Qualche giorno fa Alessandro Leipold su Il Sole 24 Ore
analizzava le cause della nostra crisi. Una vecchia storia. Negli ultimi 30
anni (circa) l'Italia è stata sempre in crisi: più o meno grave. Molto
attentamente, Leipold rilevava che già nel 1970 Giudo Carli parlava di
"lacci e lacciuoli" che ingabbiavano come una morsa la nostra
economia. La frase "lacci e lacciuoli" non era però di Carli bensì fu
coniata qualche anno addietro da Luigi Enaudi; entrambi però si riferivano ai
numerosi vincoli che soffocavono la nostra economia e ne riducevano il
potenziale. Vincoli ed ostacoli del tutto domestici che, come ha affermato
Leipold, sono "zavorre accuratamente made in Italy". Ad esempio il
costo della pubblica amministrazione e l'inefficienza della stessa; l'intreccio
di caste corporative; la regolamentazione bizantina del mercato del lavoro; il
fardello del debito pubblico. Per fare solo alcuni esempi. Ma noi guardiamo
sempre altrove, mai in noi stessi. Mai un'autocritica dalla quale partire per
rinnovare. Veramente e concretamente. Le cause della crisi (ennesima!) sono sempre
al di fuori dei nostri confini. I vincoli europei…i compiti a casa. L'Unione
europea è il capro espiatorio, da "demonizzare", da condannare tout
court senza appello. Soprattutto senza sapere. Questo atteggiamento, molto in
voga negli ultimi anni, è stato alimentato non soltanto dagli euroscettici (che
per carità hanno tutto il diritto di farlo), ma anche da persone (mi riferisco
in particular modo a politici) che euroscettiche non sono. Quante volte abbiamo
sentito la frase: "ce lo impone l'UE" oppure "è un obbligo
comunitario" talvolta impropriamente affermato. Certo l'UE costituisce una
grande valvola di sfogo soprattutto per i governi nazionali; quail che siano. E
specialmente i nostri governi degli ultimi anni. E' chiaro che l'ordinamento
giuridico UE determina delle regole che si applicano nel territorio UE,
precisamente, 28 Stati e più di 500 milioni di persone. Regole che devono
essere rispettate da tutti pena una disparità di trattamento e la violazione
del principio costituzionale di non discriminazione. A ciò vigila sul piano
politico la Commissione sul piano giurisdizionale la Corte di giustizia. Se ciò
non avviene si verifica la "rottura del patto" e la violazione della
leale collaborazione, altro principio costituzionale. Ciò detto, è altresì
chiaro che la governance dell'UE può e deve essere migliorata; soprattutto la
gestione della moneta comune (che lo ricordo gode nei Trattati, ed al di fuori
di questi, di una disciplina particolare), che gli addetti ai lavori ben
criticano già dalla sua nascita nel 1992 Trattato di Maastricht. L'ordinamento
UE non è perfetto ed è quindi perfettibile. Lo comprendo una legislazione
sconosciuta che promana da un sistema sconosciuto non comprensibile. Ma accettabile
e influenzabile nelle sedi opportune; prima che le "leggi europee"

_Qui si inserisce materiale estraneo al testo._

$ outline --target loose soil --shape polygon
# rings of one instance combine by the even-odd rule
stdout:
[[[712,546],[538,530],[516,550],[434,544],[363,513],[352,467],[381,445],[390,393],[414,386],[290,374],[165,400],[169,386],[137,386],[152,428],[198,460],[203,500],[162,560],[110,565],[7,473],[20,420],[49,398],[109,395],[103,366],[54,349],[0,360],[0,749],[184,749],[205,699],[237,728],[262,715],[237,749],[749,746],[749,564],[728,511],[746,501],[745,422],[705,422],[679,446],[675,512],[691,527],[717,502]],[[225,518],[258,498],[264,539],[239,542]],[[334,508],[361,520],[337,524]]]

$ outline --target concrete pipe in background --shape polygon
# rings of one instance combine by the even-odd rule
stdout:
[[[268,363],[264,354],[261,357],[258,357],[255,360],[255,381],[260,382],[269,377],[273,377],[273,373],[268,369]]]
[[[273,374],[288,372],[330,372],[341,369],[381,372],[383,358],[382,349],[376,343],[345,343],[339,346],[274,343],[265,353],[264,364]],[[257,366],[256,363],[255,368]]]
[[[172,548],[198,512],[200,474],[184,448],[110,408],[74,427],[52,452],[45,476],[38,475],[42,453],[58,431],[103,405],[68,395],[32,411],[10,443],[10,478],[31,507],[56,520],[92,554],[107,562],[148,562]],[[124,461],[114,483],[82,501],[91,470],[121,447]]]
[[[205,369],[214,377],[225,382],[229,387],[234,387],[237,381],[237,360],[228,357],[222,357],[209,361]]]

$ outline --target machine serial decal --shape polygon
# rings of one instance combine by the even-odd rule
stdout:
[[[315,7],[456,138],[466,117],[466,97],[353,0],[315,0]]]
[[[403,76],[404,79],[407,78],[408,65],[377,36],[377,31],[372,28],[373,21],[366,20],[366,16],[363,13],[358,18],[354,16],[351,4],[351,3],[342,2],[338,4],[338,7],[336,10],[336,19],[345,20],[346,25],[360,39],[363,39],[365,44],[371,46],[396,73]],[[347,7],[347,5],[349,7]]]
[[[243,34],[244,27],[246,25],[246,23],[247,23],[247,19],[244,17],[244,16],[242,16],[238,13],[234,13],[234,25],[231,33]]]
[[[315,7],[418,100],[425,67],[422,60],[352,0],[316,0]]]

siano adottate. Il parlamento europeo è l'unica istituzione chef a i nostri
interessi, al di là dei governi e degli Stati. E la prossima votazione europea
è l'occasione buona per invire parlamentri seri e preparati. Al di la del
colore politico di ciascuno. Stare insieme agli altri cittadini europei, agli
altri Stati membri, nell'esercizio delle competenze condivise è una necessità
ineludibile. Quindi, anche un'occasione per darci definitivamente una regolata
al nostro modo di essere e rispettare (anche) gli impegni europei. Come
d'altronde fanno gli altri 27 Stati.